The real question is what concrete, achievable steps might be possible. Kim is hoping that Trump wants a deal badly enough to make big concessions, particularly on easing sanctions, in exchange for colorful-but-symbolic gestures. That’s proved a fair bet up to now. True, the North hasn’t tested a nuclear weapon or intercontinental ballistic missile in over a year, but Kim hasn’t had to accept a formal testing ban or any other specific disarmament measure. The North is thought to continue to churn out missiles and bomb-making material.

So Trump needs to concentrate on eking out realistic, verifiable commitments. He could start with the dismantlement of the Yongbyon Nuclear Scientific Research Center, an idea that Kim has reportedly raised. The North has used Yongbyon, spread across a large area and several facilities, to reprocess plutonium and enrich uranium for its bombs. Shutting all of it down for good would limit if not end Pyongyang’s ability to add to its nuclear arsenal. The North has let international inspectors into parts of Yongbyon before; this time, they’d have to be granted access to the whole site, including its centrifuge facility, and Kim would have to agree to a short timeline to disable and dismantle the reactor and reprocessing and enrichment facilities.

Trump should also demand a detailed plan of other steps the North will take toward full denuclearization.
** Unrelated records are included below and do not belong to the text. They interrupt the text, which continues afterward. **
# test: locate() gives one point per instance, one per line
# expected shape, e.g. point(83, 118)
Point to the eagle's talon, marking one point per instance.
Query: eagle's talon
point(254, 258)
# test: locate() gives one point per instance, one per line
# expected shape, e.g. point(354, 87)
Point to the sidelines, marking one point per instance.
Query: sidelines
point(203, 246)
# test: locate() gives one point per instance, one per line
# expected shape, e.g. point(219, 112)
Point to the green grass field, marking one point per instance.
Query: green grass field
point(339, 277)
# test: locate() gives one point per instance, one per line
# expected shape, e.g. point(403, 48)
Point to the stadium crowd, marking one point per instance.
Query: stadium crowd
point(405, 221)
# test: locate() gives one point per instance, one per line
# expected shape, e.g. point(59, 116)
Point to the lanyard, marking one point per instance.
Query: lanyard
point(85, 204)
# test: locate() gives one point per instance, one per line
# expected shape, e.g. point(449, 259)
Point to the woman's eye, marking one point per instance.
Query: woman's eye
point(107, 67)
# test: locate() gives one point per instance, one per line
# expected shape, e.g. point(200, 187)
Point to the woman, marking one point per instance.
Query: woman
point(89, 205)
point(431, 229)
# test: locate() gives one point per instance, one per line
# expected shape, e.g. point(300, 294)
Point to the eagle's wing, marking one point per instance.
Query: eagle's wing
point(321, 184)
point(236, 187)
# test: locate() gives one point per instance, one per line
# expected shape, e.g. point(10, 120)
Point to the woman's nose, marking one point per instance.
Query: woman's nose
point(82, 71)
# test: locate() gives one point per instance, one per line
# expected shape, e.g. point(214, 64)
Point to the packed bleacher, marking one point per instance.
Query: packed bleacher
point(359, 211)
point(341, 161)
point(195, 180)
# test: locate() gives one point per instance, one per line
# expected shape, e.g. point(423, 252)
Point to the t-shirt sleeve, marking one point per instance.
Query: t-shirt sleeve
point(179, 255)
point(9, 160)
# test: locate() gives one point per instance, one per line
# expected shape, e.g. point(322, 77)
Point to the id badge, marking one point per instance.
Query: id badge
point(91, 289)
These should include providing a list of all the North’s nuclear and missile stocks and facilities, which Kim has resisted up to now. A verifiable cap on these arsenals should be imposed. Kim’s “voluntary” freeze of nuclear and missile tests should be laid out in more detail and made permanent. And it’s about time the two sides agreed on exactly what they mean by “denuclearization.”

What the U.S. offers in return should depend on how many of these demands Kim accepts. Granted, some measures would serve U.S. purposes anyway: Expanding cultural, educational and sporting exchanges, and even opening a diplomatic liaison office in Pyongyang, would give Washington a better view of what’s going on in the North. If Kim offers nothing more than superficial concessions, that’s about all he should get.  

Other measures under discussion are riskier. A declaration that the Korean War had officially ended would invite calls to end the U.S. military presence in South Korea. Allowing Seoul to restart some economic projects with the North would revive the flow of hard currency to the regime and increase pressure to lift broader sanctions as well. The U.S. should float such possibilities — but provide them only in exchange for firm, detailed, verifiable actions that reduce the North’s capabilities.

Some prospective giveaways should be off the table entirely. Trump ought to do nothing that would undermine the U.S. alliances with South Korea and Japan. The stationing of U.S. troops on the peninsula shouldn’t be up for negotiation, as Trump has hinted in the past it might be. Nor should he accept a deal that reduces the threat to U.S. territory — say, by eliminating Pyongyang’s ICBMs — while leaving Japan and South Korea vulnerable. Finally, Trump should assure Kim that North Korea’s isolation cannot end until it curbs its appalling record on human rights, drug-dealing and cybercrimes

If this limits what’s possible in Hanoi this week, so be it. Progress that’s modest but real is better than bold declarations signifying nothing.